Re: Status of Operational issues with Tiny Fragments in IPv6



Fred Baker wrote:
On May 26, 2006, at 1:21 AM, Elwyn Davies wrote:

I would suggest that rather than making this into a separate draft we can look at improving the text in the security overview (if necessary) given that we are probably going to have to do *another* round on this one.


That seems rational to me.

Me too. As Pekka said any normative changes to the IPv6 protocol would probably have to go elsewhere anyway.


A quick comment:

- no overlapping fragments and

Overlapping fragments is the main problem IMO. I would have liked this to be banned so that implementations can just drop such packets. Of course some hosts might still accept them, and e.g. a firewall would need to keep some state to detect overlap.

- non-last fragments to be close to the guaranteed minimum MTU.


I think the latter point wants to read "non-last fragments close to the PATH MTU, and therefore at least as large as the largest fragment size less than or equal in size to the minimum MTU."

The draft doesn't talk about overlap, but talks about this latter point. Unless overlap is forbidden, a minimum size alone is not sufficient. You might have an initial fragment containing most of the datagram (of sufficient size), and then have a second overlapping one that overwrites parts of the header.

Whatever minimum size we set, one may add so many extension headers that e.g. the transport header does not go into the first fragment anyway.

If a minimum fragment size is specified, then I think it should be about half the minimum MTU. Rather than using the MTU for all fragments but the last, it might make sense to distribute the data evenly so that all fragments are roughly the same size. See below.

There is a discussion of fragmentation and reassembly in RFC 1812 section 4.2.2.7 that may be useful to reference, or at least learn lessons from. In part, this results from the behavior of NIC cards in the late 1980's that couldn't reliably receive datagrams back to back for very long due to chip or memory issues, and partly this is is due to brain-dead behaviors in early end-station OS's. One issue was that many systems sent packets at the minimum MTU size (then 576 bytes, derived from the memory structure of the Fuzzball and BBN Routers) rather than at the path MTU, which meant that there were greater opportunities for per-datagram errors because there were more of them. There were also various strategies on how to fragment - should the first datagram be the smallest, the last, or should the fragmenting system try to make them all approximately the same size? It makes some specific recommendations:

4.2.2.7 Fragmentation: RFC 791 Section 3.2

   Fragmentation, as described in [INTERNET:1], MUST be supported by a
   router.

   When a router fragments an IP datagram, it SHOULD minimize the  number
   of fragments.  When a router fragments an IP datagram, it SHOULD  send
   the fragments in order.  A fragmentation method that may  generate one
   IP fragment that is significantly smaller than the other MAY cause
   the first IP fragment to be the smaller one.

   DISCUSSION
      There are several fragmentation techniques in common use in the
      Internet.  One involves splitting the IP datagram into IP
      fragments with the first being MTU sized, and the others being
      approximately the same size, smaller than the MTU.  The  reason for
      this is twofold.  The first IP fragment in the sequence will be
      the effective MTU of the current path between the hosts, and the
      following IP fragments are sized to minimize the further
      fragmentation of the IP datagram.  Another technique is to split
      the IP datagram into MTU sized IP fragments, with the last
      fragment being the only one smaller, as described in  [INTERNET:1].

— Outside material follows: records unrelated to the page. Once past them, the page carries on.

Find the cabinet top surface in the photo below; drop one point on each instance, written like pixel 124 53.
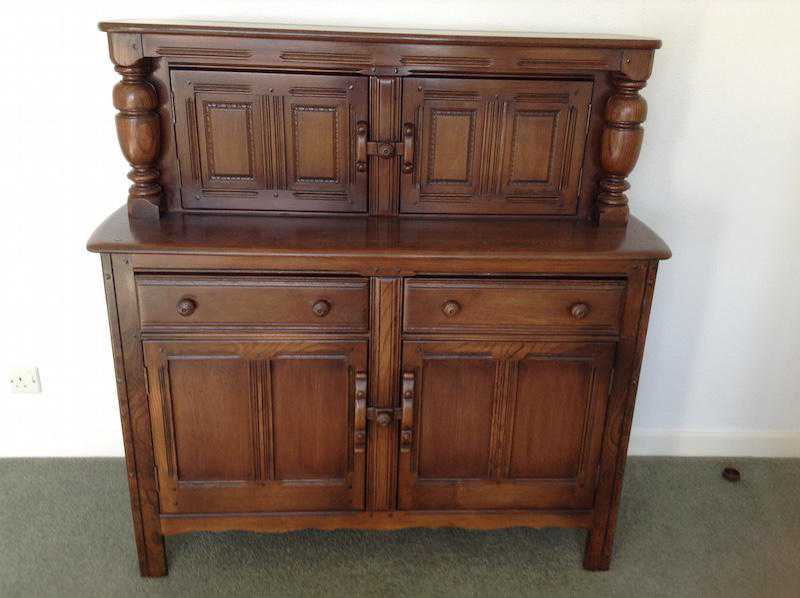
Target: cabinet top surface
pixel 364 236
pixel 387 35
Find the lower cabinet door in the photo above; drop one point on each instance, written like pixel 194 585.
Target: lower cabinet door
pixel 244 426
pixel 503 425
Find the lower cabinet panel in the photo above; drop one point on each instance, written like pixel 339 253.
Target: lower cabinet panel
pixel 256 426
pixel 504 425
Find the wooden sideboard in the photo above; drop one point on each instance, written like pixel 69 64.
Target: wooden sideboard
pixel 375 279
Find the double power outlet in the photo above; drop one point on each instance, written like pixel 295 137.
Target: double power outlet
pixel 25 380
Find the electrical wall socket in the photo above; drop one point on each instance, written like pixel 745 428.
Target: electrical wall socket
pixel 25 380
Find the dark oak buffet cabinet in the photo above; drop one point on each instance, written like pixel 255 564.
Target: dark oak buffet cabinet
pixel 375 279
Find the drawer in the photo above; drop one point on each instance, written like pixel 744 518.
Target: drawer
pixel 515 306
pixel 253 301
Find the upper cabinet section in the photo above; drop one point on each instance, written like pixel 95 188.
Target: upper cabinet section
pixel 255 118
pixel 258 141
pixel 495 147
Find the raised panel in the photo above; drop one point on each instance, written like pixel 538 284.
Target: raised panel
pixel 265 141
pixel 495 146
pixel 213 413
pixel 309 416
pixel 455 416
pixel 452 144
pixel 504 425
pixel 532 145
pixel 256 425
pixel 316 147
pixel 551 418
pixel 229 140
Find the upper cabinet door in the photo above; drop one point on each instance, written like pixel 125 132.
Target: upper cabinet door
pixel 495 146
pixel 263 141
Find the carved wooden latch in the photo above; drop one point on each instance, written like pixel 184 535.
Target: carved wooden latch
pixel 384 149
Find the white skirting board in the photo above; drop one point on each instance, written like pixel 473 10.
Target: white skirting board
pixel 723 443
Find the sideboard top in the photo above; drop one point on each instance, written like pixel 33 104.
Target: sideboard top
pixel 379 35
pixel 363 237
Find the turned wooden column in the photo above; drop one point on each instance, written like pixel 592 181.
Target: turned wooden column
pixel 139 132
pixel 625 112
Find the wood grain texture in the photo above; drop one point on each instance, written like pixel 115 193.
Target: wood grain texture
pixel 134 413
pixel 513 306
pixel 256 425
pixel 385 113
pixel 139 134
pixel 382 35
pixel 600 540
pixel 267 142
pixel 378 242
pixel 495 146
pixel 386 305
pixel 376 279
pixel 625 111
pixel 489 435
pixel 250 303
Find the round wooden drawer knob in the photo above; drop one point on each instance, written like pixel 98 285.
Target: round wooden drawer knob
pixel 451 308
pixel 579 311
pixel 186 307
pixel 321 308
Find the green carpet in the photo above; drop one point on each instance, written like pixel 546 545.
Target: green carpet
pixel 65 531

      A common trick used by some implementations of TCP/IP is to
      fragment an IP datagram into IP fragments that are no larger  than
      576 bytes when the IP datagram is to travel through a router.
      This is intended to allow the resulting IP fragments to pass the
      rest of the path without further fragmentation.  This would,
      though, create more of a load on the destination host, since it
      would have a larger number of IP fragments to reassemble into  one
      IP datagram.  It would also not be efficient on networks  where the
      MTU only changes once and stays much larger than 576 bytes.
      Examples include LAN networks such as an IEEE 802.5 network  with a
      MTU of 2048 or an Ethernet network with an MTU of 1500).

      One other fragmentation technique discussed was splitting the IP
      datagram into approximately equal sized IP fragments, with the
      size less than or equal to the next hop network's MTU.  This is
      intended to minimize the number of fragments that would result
      from additional fragmentation further down the path, and assure
      equal delay for each fragment.

This latter point is what I'm refering to above.

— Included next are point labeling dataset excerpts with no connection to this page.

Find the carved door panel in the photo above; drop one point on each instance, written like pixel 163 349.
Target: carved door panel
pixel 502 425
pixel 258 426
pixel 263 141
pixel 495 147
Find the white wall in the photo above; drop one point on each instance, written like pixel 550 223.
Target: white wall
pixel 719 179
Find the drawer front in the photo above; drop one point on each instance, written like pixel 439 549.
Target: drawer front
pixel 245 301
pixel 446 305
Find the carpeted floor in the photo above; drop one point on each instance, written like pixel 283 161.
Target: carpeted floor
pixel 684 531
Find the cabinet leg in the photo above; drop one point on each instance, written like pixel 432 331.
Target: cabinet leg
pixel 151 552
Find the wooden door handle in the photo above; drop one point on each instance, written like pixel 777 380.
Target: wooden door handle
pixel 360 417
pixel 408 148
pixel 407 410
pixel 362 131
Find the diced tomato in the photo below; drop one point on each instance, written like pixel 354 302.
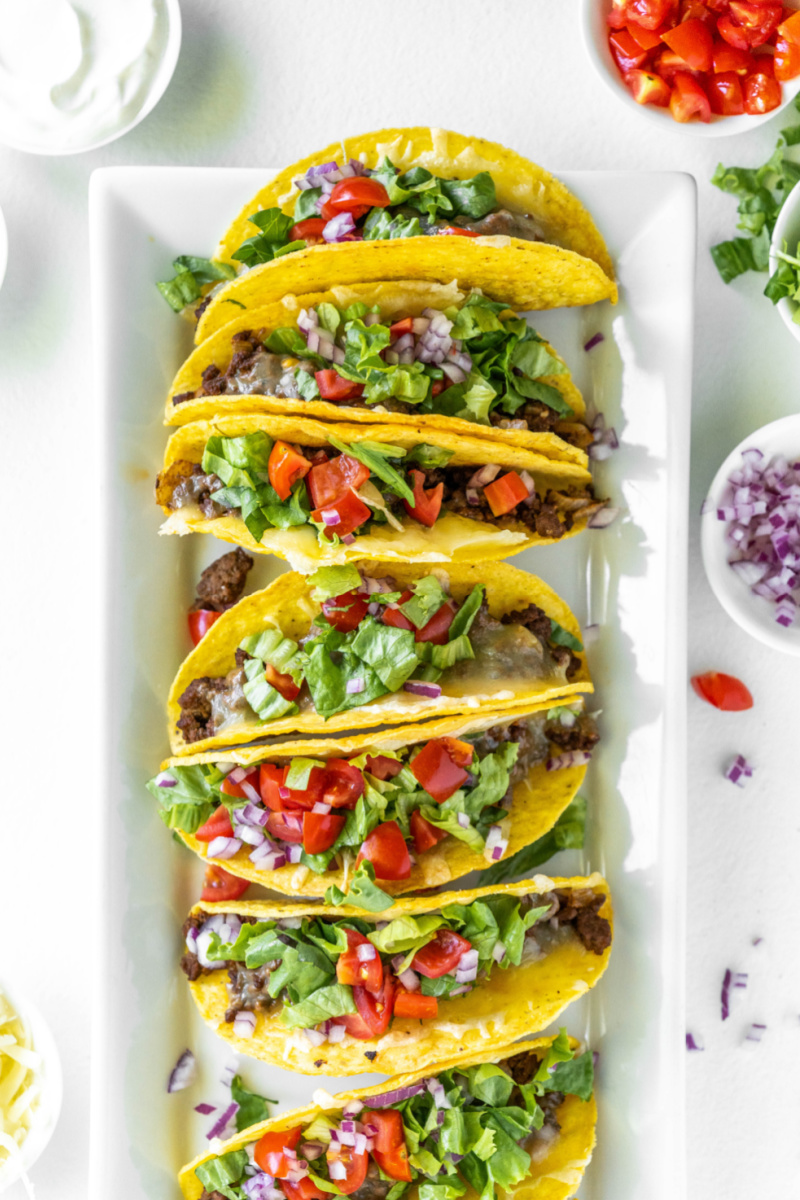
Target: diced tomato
pixel 350 514
pixel 435 769
pixel 789 29
pixel 355 196
pixel 725 94
pixel 217 826
pixel 320 831
pixel 627 52
pixel 311 231
pixel 282 683
pixel 440 955
pixel 648 39
pixel 762 94
pixel 353 971
pixel 692 41
pixel 304 1189
pixel 221 885
pixel 269 1151
pixel 650 13
pixel 376 1011
pixel 786 61
pixel 306 797
pixel 343 784
pixel 286 826
pixel 346 612
pixel 335 387
pixel 331 479
pixel 648 89
pixel 383 767
pixel 401 327
pixel 270 780
pixel 729 58
pixel 200 622
pixel 354 1165
pixel 689 100
pixel 395 617
pixel 723 691
pixel 423 833
pixel 414 1005
pixel 389 1149
pixel 286 467
pixel 386 850
pixel 505 493
pixel 236 790
pixel 426 504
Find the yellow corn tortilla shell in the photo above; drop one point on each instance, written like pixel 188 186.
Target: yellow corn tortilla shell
pixel 554 1174
pixel 453 538
pixel 395 300
pixel 501 1008
pixel 287 605
pixel 539 801
pixel 572 267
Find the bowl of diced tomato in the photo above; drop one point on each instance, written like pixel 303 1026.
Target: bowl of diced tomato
pixel 707 67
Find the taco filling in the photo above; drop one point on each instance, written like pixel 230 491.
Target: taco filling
pixel 385 809
pixel 348 489
pixel 481 1126
pixel 355 203
pixel 349 977
pixel 480 363
pixel 372 639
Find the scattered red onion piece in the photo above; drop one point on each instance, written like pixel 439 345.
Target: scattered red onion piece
pixel 182 1073
pixel 739 771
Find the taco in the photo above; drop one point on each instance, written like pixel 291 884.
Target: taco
pixel 512 1121
pixel 422 804
pixel 402 204
pixel 337 990
pixel 384 649
pixel 422 354
pixel 317 493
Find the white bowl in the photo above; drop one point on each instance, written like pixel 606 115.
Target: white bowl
pixel 46 1115
pixel 753 613
pixel 595 37
pixel 787 229
pixel 157 87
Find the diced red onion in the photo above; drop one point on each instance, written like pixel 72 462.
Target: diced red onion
pixel 570 759
pixel 223 847
pixel 602 517
pixel 485 475
pixel 338 227
pixel 739 771
pixel 245 1024
pixel 419 688
pixel 389 1098
pixel 182 1073
pixel 221 1123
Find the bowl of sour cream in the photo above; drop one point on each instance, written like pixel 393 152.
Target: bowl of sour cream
pixel 74 76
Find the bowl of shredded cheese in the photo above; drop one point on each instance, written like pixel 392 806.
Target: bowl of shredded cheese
pixel 30 1087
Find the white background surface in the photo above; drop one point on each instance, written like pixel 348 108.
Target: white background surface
pixel 265 83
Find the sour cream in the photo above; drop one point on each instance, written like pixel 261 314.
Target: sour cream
pixel 77 75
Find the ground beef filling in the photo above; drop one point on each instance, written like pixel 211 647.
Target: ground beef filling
pixel 223 582
pixel 549 516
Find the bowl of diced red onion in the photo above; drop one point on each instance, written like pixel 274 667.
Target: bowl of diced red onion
pixel 751 534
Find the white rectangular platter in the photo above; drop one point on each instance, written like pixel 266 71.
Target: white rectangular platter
pixel 629 579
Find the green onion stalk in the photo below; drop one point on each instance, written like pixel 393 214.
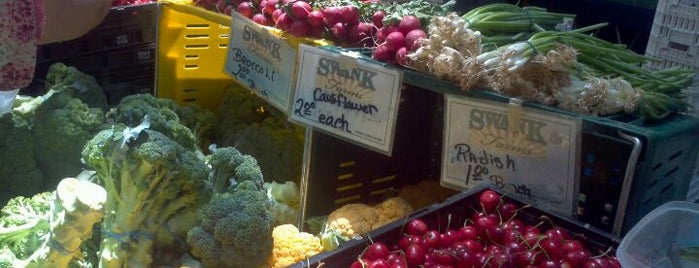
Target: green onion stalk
pixel 503 24
pixel 603 78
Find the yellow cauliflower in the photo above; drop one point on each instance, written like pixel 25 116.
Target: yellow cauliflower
pixel 352 219
pixel 425 193
pixel 292 246
pixel 392 209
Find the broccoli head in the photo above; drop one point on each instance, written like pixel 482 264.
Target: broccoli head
pixel 256 128
pixel 201 121
pixel 277 145
pixel 48 229
pixel 235 227
pixel 62 126
pixel 162 114
pixel 240 107
pixel 19 172
pixel 78 84
pixel 150 179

Also note that as mentioned above, some implementations send fragments out of order (e.g. Linux has been known to do this). The reason is that you don't know the total size of the datagram until you receive the last fragment. Receiving the last fragment first means that you can allocate the right amount of memory immediately.

Stig


      Routers SHOULD generate the least possible number of IP  fragments.

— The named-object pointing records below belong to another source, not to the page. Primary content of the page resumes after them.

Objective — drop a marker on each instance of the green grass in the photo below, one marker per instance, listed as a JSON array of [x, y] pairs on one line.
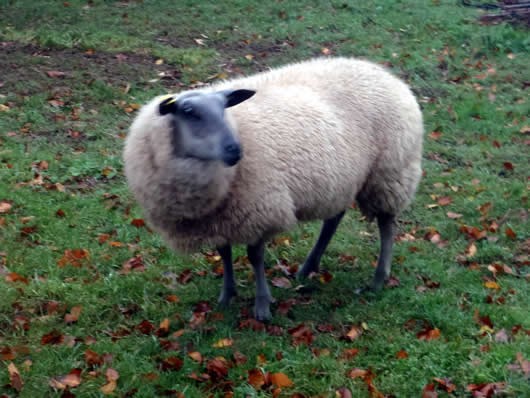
[[472, 82]]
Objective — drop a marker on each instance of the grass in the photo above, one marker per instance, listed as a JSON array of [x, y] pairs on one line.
[[472, 82]]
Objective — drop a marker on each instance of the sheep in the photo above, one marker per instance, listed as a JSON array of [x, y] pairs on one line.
[[242, 160]]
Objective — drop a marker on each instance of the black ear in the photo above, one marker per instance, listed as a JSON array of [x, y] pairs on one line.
[[169, 105], [234, 97]]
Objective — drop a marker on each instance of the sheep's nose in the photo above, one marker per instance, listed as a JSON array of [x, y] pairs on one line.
[[232, 154]]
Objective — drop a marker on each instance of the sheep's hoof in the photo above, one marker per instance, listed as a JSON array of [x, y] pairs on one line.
[[262, 310], [226, 297]]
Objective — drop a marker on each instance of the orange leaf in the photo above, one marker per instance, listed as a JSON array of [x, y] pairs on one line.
[[256, 378], [354, 373], [354, 333], [196, 356], [280, 380], [510, 233], [14, 377], [223, 343], [492, 285], [72, 380], [73, 316], [5, 207], [402, 354], [108, 388]]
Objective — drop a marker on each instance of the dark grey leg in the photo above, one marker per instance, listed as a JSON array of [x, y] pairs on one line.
[[313, 260], [229, 282], [385, 223], [256, 254]]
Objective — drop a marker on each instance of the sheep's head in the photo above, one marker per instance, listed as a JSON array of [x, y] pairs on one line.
[[200, 129]]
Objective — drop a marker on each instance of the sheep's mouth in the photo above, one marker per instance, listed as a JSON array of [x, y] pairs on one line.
[[232, 159]]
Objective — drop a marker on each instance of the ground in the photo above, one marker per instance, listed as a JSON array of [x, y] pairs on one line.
[[93, 303]]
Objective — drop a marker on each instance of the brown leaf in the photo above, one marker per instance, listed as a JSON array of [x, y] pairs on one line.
[[108, 388], [5, 207], [239, 358], [138, 223], [222, 343], [354, 333], [256, 378], [14, 377], [342, 392], [486, 389], [444, 200], [282, 282], [301, 334], [73, 257], [92, 358], [217, 368], [446, 384], [280, 380], [133, 264], [73, 316], [510, 233], [14, 277], [429, 391], [196, 356], [71, 380], [402, 354], [355, 373], [501, 336], [54, 337], [55, 73], [508, 166], [145, 327], [428, 334], [171, 364]]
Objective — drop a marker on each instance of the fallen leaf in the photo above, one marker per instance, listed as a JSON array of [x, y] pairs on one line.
[[501, 336], [282, 282], [55, 73], [256, 378], [196, 356], [280, 380], [5, 207], [429, 334], [355, 373], [453, 216], [354, 333], [14, 377], [73, 316], [492, 285], [71, 380], [222, 343], [429, 391], [171, 364], [510, 233], [402, 354]]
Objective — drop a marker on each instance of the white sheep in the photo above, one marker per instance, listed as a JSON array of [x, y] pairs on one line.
[[304, 142]]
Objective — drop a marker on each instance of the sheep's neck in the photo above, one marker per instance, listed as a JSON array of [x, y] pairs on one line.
[[201, 188]]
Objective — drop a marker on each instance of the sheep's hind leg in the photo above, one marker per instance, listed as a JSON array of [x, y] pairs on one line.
[[312, 262], [386, 226], [229, 282], [256, 255]]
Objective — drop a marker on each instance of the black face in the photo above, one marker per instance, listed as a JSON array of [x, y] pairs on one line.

      Work with slow machines leads us to believe that if it is
      necessary to fragment messages, sending the small IP fragment
      first maximizes the chance of a host with a slow interface of
      receiving all the fragments.


I think the NIC card issue (where should the smallest fragment be?) is historical and not to be worried about. But the matter of generating (by whatever algorithm) the least number of fragments that can represent a transport-level message is, I think, important.